For me, a spinoff means a continuation of the world in some way. I did think of The Good Fight as being a spinoff of The Good Wife. This feels like a really different show. It’s a different genre, a different tone.
For the creators, Elsbeth has little similarity to their previous two shows. In fact, Ms. Tascioni is constantly waxing poetic about how she’s happy to be moving away from defending the bad guys and now has a new purpose in finding the truth. On the one hand, I get what King is saying. The new drama is more of a spiritual successor to Columbo than it is to The Good Wife.
It’s literally a show about a woman who is playing a game of cat and mouse with bad guys in order to find the truth. It’s set in New York and it's about crimesolving and catching the baddie--not keeping the baddie out of prison. It’s sort of akin to its former series in the same way Cheers and Fraser are connected, but not really similar in tone at all.

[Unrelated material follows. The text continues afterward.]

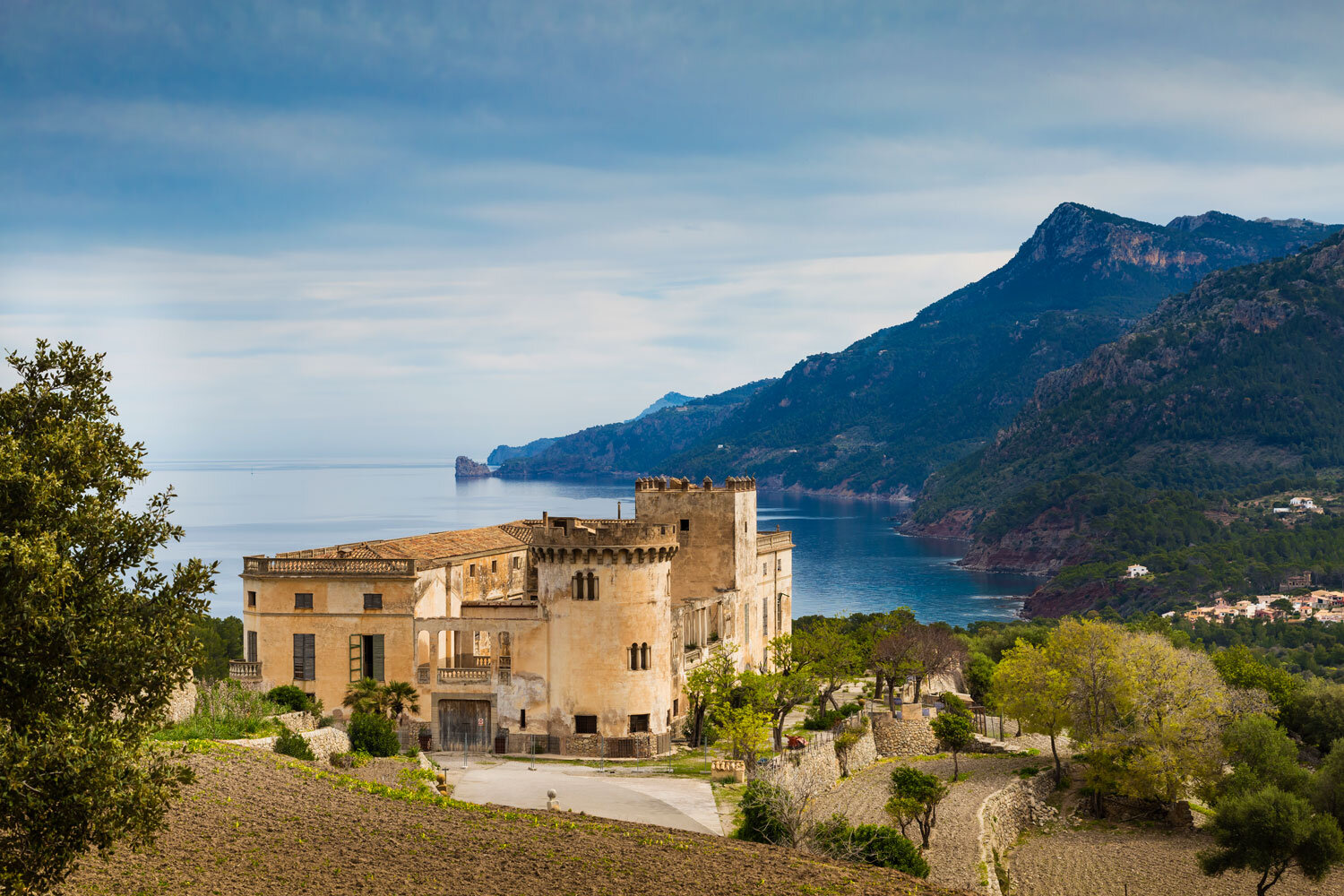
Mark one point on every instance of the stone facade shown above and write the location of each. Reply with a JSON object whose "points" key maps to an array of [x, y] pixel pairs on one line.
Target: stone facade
{"points": [[559, 627], [903, 737]]}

And when Elsbeth tested in groups, and Carrie Preston told CinemaBlend a lot of newcomers to the series hadn't seen the former shows at all. So, the co-creators have a point. But I’d like to make mine as well.
Why I Think We Should Keep Calling Elsbeth A Spinoff (And Why It’s A Good Thing)
As we've established, plot-wise, Elsbeth has almost nothing in common with its predecessors. Each episode has a few scenes of Ms. Tascioni figuring out where she fits in as an overseer at the precinct who is forging new relationships and then many scenes of her poking at those she thinks did wrong, hoping to catch them in an untruth.
Yet, in other ways Elsbeth is exactly like the shows that came before in a way that I find largely positive. If you were a fan of The Good Wife and The Good Fight, there’s a lot of overlap in the careful way the show is written and the strongly dramatic scenes. The tone is different, but it still feels like a show from the Kings.
There’s also a ton of overlap in the way the creators are able to bring in A+ talent as guest stars, including a reunion with Preston's True Blood co-star Stephen Moyer, Modern Family's Jesse Tyler Ferguson, and 30 Rock’s Jane Krakowski in early episodes. The Good Wife used to draw big names like Stockard Channing, Kristen Chenoweth, Nathan Lane, and so on and so forth as well.
Finally, it’s in the same universe. Yes, Elsbeth Tascioni is in New York now and she has a different job and she’s definitely facing criminals from a different perspective, but she’s still essentially the same quirky character we all fell in love with more than a decade ago. Plus, not to just really hammer home the obvious, but there have already been in-show ties, like the fact Cary Agos is name-dropped in the first episode. I'd love to see some familiar faces pop on the series long term.
So, to me, even though it’s a very different type of show, I would absolutely recommend it to everyone who enjoyed the two King legal shows. And I think that's enough to not only declare it a spinoff, but for it to be a positive thing to call the new series such.
So maybe what we have here is a case of disagreement over semantics. Maybe we shouldn’t call it a spinoff, but a spiritual successor? An off-shoot? A “similar watch” if you will? Whatever it is, it’s great. And if you haven’t caught new episodes of Elsbeth on the 2024 TV schedule yet, you can tune in on Thursday nights at 10 p.m. ET on CBS, or stream it with your Paramount+ subscription.